Auch die renommierte deutsche Marke Agrob Buchtal nutzt diese Technik seit geraumer Zeit. Im Werk Schwarzenfeld (ca. 180 km nördlich von München) gibt es eine hausinterne Abteilung "Architektenservice". Dieses über 15-köpfige Team unterstützt Planer entsprechend. Die Service-Palette umfasst Mengenauszüge, Verlegepläne, Gestaltungsvorschläge oder anwendungstechnische Beratung - und zwar nicht nur allgemeiner Art, sondern auch bezogen auf das konkrete Projekt. Wenn es sich anbietet, wird dabei auch die Wasserstrahltechnik integriert. Dabei beschränkt man sich nicht auf die erwähnten einfachen Vorlagen, sondern die Experten erarbeiten gleich detaillierte CAD-Daten in den einschlägigen Formaten DXF³) oder DWG³). Diese "mundfertigen" Daten können dann direkt für die Programmierung der Wasserstrahl-Anlagen verwendet werden.
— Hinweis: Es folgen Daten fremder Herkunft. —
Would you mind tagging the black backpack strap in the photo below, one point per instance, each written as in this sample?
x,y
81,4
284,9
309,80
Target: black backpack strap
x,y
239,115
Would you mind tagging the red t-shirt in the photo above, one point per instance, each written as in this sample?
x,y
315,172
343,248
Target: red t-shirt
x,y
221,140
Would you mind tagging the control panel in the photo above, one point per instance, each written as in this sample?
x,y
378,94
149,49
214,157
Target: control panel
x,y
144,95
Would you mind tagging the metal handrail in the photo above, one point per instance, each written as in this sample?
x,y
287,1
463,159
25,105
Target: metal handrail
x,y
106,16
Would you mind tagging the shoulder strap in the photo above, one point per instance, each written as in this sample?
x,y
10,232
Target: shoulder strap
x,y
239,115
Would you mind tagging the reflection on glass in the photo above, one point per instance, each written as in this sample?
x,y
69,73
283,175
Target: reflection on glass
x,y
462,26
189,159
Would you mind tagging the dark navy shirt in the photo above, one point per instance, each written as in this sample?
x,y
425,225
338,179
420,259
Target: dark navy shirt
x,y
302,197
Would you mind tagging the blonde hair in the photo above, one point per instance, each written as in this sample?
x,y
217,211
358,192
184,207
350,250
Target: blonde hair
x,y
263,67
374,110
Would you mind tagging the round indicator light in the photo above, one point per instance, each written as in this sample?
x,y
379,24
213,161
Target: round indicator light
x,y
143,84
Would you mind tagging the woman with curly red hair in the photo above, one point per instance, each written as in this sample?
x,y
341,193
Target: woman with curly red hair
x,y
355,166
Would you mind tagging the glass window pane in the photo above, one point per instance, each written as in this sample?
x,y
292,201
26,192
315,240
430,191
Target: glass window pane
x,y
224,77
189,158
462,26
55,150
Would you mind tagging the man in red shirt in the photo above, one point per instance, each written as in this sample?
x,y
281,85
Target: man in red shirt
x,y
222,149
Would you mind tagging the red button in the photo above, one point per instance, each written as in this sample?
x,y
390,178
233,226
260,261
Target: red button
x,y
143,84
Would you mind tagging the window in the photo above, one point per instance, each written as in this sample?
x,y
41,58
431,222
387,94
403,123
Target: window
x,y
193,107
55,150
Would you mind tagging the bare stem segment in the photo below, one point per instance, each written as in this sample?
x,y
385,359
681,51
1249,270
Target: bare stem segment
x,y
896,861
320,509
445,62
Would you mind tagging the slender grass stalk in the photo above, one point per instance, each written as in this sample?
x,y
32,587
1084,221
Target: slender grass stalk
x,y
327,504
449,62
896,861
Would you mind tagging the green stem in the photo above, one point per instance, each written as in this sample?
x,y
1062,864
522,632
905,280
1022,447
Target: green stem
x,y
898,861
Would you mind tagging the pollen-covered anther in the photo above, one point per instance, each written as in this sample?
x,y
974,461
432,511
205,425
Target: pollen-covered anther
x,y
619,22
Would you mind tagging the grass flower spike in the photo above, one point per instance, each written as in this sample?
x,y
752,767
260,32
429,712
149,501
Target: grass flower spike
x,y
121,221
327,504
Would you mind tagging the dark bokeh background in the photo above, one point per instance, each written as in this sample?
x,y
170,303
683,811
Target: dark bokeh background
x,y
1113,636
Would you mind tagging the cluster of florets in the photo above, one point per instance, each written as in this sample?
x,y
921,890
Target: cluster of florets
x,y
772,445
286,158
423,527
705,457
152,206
Auf diese Art wurden beispielsweise in den vergangenen Jahren Bodenbeläge in Volkswagen-Showrooms rund um den Globus realisiert. Zur Unterstützung der Corporate Identity sind die Händler von Volkswagen angehalten, ihre Präsentationsflächen einheitlich nach dem so genannten "Piazza"-Konzept auszuführen. Prägender Bestandteil ist der Bodenbelag mit Farbkreisen und -streifen in definierter Anordnung. Die räumlichen Verhältnisse und Dimensionen der einzelnen Showrooms variieren jedoch quo natura von klein bis groß. Daher erfolgte die planerische Positionierung der Fliesen im 30- bzw. 60-cm-Raster jeweils auf den Einzelfall bezogen durch den "Architektenservice". Basierend auf den entsprechenden CAD-Daten werden dann die Fliesen für die Bereiche, an denen verschiedene Farben aneinander stoßen, exakt per Wasserstrahl geschnitten und zusammen mit einem selbsterklärenden Verlegeplan ausgeliefert. Dadurch wurde die schnelle und präzise Verlegung im wahrsten Sinne des Wortes "maßgeblich" unterstützt. Selbst im fernen Peking/China praktizierte man diese Methode mit Erfolg.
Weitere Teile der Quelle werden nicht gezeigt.